Editorial de La Jornada
Tres atentados con coche bomba perpetrados ayer en la zona centro de Bagdad, capital de Irak, dejaron como saldo al menos 40 muertos y más de 200 heridos. Estos ataques cierran un fin de semana particularmente violento en territorio iraquí: el pasado viernes, un escuadrón que portaba uniformes militares, similares a los del ejército de ese país, asaltó un pueblo agrícola ubicado en el sur de Bagdad y mató a 25 personas; ayer mismo, otro coche bomba estalló en el barrio bagdadí de Sadiya, en tanto dos proyectiles de mortero cayeron en la Zona Verde de esa capital, un barrio-búnker en el que se localizan los principales edificios gubernamentales y las embajadas de Estados Unidos y el Reino Unido.
Los hechos referidos ponen de manifiesto el carácter absurdo e insostenible de la aventura bélica neocolonial que Washington y sus aliados mantienen en ese país árabe desde hace siete años, periodo en el que han perdido la vida más de 4 mil 300 soldados estadunidenses y centenares de miles de civiles iraquíes inocentes; se han registrado pérdidas materiales incalculables y se han extendido en la población iraquí el sufrimiento y la zozobra generalizados.
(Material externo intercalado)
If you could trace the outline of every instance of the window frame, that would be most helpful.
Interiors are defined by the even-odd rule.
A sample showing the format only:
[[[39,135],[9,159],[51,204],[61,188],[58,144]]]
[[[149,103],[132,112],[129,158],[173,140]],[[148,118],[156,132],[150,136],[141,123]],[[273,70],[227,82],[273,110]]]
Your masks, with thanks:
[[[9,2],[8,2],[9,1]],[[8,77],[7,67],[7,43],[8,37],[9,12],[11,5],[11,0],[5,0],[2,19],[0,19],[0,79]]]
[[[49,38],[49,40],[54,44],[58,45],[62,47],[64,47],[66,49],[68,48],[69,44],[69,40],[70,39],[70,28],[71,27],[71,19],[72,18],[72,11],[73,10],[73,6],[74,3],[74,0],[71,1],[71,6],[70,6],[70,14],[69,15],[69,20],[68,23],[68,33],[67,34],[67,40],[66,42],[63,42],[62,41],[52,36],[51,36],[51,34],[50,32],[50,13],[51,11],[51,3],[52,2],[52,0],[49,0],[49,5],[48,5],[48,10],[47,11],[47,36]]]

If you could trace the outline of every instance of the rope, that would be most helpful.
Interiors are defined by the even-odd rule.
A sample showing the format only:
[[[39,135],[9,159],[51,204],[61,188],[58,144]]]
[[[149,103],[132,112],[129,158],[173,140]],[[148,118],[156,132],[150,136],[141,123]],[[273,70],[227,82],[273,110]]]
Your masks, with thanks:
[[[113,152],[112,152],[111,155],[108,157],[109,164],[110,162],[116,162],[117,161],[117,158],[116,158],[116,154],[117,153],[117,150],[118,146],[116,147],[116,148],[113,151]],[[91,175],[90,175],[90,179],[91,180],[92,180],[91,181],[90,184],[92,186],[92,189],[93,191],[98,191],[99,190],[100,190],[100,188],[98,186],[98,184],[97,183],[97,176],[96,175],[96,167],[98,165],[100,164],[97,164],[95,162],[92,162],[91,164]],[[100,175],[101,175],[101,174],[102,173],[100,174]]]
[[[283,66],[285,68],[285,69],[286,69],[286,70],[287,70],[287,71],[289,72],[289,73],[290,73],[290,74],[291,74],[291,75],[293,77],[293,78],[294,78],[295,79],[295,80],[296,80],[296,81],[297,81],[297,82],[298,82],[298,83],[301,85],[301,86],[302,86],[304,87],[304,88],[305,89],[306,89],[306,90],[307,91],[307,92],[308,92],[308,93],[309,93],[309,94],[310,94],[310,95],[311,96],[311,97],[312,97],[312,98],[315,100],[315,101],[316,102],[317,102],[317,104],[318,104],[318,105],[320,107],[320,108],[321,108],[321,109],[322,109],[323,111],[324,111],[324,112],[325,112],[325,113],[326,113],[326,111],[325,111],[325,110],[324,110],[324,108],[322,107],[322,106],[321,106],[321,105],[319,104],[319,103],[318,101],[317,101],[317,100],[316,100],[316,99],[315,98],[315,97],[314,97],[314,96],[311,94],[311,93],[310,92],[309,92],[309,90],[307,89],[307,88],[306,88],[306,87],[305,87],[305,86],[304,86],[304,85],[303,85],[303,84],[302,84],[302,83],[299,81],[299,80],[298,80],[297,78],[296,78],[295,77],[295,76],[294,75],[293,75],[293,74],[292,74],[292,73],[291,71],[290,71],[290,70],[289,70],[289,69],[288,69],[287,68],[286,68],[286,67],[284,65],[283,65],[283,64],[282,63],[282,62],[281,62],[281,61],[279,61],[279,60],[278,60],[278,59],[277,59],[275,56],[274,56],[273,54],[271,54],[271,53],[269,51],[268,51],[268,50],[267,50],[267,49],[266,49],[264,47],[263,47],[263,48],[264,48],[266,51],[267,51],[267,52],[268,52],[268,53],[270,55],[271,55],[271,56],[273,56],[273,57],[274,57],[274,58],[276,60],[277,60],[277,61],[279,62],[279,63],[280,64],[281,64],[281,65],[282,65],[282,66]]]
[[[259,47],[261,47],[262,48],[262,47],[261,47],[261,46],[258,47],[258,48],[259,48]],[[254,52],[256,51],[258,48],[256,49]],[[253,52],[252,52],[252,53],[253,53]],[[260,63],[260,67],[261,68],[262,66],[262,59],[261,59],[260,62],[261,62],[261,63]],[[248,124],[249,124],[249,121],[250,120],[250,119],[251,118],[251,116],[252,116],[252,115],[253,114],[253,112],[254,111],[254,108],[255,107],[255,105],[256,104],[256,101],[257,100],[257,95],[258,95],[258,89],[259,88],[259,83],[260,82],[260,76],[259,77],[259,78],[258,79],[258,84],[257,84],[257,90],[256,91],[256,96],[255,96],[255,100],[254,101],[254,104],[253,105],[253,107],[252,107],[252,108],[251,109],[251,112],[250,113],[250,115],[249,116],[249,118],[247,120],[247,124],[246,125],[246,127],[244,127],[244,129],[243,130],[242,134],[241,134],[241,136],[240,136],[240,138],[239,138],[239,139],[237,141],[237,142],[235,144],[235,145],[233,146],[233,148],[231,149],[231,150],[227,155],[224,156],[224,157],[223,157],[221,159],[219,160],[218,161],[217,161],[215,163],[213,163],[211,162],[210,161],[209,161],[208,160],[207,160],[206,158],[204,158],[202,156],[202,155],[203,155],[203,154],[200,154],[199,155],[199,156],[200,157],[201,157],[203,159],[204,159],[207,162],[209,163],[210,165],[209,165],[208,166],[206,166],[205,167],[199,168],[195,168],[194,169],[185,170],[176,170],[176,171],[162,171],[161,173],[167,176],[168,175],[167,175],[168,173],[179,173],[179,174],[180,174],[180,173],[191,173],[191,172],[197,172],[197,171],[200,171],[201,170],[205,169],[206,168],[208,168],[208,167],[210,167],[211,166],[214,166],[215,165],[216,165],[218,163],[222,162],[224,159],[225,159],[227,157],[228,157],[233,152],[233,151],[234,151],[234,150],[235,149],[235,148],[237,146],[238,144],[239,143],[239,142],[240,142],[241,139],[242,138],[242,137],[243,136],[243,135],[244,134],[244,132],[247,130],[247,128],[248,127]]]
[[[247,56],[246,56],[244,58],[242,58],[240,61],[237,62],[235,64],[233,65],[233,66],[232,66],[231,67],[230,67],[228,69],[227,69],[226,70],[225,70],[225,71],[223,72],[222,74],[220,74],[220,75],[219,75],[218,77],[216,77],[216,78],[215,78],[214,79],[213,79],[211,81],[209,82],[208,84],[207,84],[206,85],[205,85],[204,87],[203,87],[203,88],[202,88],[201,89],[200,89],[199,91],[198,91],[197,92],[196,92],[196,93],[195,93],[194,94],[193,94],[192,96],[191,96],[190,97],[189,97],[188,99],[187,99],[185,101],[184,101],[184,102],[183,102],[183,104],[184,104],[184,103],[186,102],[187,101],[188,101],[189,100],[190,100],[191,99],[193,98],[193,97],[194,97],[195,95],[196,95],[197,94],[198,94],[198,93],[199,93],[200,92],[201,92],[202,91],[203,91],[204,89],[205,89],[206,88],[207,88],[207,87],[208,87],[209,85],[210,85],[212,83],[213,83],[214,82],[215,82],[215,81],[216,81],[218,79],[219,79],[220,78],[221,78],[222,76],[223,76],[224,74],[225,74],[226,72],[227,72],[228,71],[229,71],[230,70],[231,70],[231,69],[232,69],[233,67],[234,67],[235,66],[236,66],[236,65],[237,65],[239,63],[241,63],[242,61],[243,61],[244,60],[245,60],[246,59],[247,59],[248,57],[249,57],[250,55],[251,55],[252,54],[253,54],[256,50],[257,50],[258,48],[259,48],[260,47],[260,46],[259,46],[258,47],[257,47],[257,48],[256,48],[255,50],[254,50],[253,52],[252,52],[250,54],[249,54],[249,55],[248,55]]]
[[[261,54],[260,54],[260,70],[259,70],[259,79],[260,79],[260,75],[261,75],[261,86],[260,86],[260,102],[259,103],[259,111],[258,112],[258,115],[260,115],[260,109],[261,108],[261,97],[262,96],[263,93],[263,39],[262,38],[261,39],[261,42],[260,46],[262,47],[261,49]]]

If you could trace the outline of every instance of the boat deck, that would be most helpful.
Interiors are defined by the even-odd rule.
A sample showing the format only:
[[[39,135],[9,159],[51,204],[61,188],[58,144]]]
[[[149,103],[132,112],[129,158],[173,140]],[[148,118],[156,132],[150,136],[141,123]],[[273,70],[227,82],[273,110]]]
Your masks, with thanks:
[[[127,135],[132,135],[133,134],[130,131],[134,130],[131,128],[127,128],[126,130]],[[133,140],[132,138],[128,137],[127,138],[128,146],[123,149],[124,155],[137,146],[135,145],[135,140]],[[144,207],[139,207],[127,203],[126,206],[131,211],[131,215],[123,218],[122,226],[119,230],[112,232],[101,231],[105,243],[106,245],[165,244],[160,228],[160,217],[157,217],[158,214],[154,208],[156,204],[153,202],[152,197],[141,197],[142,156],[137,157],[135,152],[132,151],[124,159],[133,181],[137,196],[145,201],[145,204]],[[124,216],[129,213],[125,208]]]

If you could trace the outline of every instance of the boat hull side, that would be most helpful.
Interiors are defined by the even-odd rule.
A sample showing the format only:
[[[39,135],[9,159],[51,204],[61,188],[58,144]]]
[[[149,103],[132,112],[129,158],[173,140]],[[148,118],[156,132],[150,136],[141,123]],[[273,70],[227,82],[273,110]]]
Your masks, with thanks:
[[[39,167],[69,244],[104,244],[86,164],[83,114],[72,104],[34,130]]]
En ese tiempo, las naciones invasoras han asistido al desgaste sostenido de sus tropas en aquella nación árabe, sin que éstas hayan contribuido a mejorar la seguridad y la estabilidad internas: antes bien, se han erigido en factor de descontento para la población, y en multiplicador de la violencia y la inseguridad. El fracaso de los supuestos intentos de Washington por pacificar ese país resulta doblemente exasperante si se toma en cuenta que la presencia militar de tropas estadunidenses en Irak es producto de una invasión basada en falsedades –como la supuesta existencia de armas de destrucción masiva– y emprendida a contrapelo de la legalidad internacional y del rechazo generalizado de la opinión pública mundial.
El signo irracional de las cruzadas militares de Washington puede verse también en Afganistán, país en el cual persiste una confrontación bélica letal para las tropas invasoras y para civiles inocentes, y que se ha revelado como una trampa para la presidencia de Barack Obama, quien, presionado por los integrantes del complejo militar-industrial estadunidense y por los halcones de Washington, ha accedido a ampliar la presencia militar de su país en esa nación centroasiática. Adicionalmente, en sus empeños por imponer una democracia electoral en Afganistán, Washington y sus aliados no sólo no han logrado dotar de legitimidad a las autoridades afganas –encabezadas por el impresentable Hamid Karzai, ex colaborador de la CIA y aliado de los señores de la guerra–, sino ahora tienen que enfrentar las críticas de éstas: baste señalar, como botón de muestra, lo dicho el pasado jueves por el propio Karzai, en el sentido de que Occidente ayudó a perpetrar un fraude masivo en las pasadas elecciones para debilitar su gobierno.
En suma, ante las consideraciones mencionadas, Washington tendría que comprender que lo procedente y necesario en ambos casos es sacar sus tropas a la brevedad, concluir con una invasión que no ha beneficiado a nadie –salvo a los poderosos intereses corporativos estadunidenses y europeos– y dar paso a gestiones internacionales de pacificación en ambas naciones, en el entendido de que ese proceso –al igual que la democratización, la secularización y la vigencia de las garantías individuales– no podrá ser impuesto por la vía militar, y tendrá que ser alcanzado exclusivamente por los habitantes de esos países.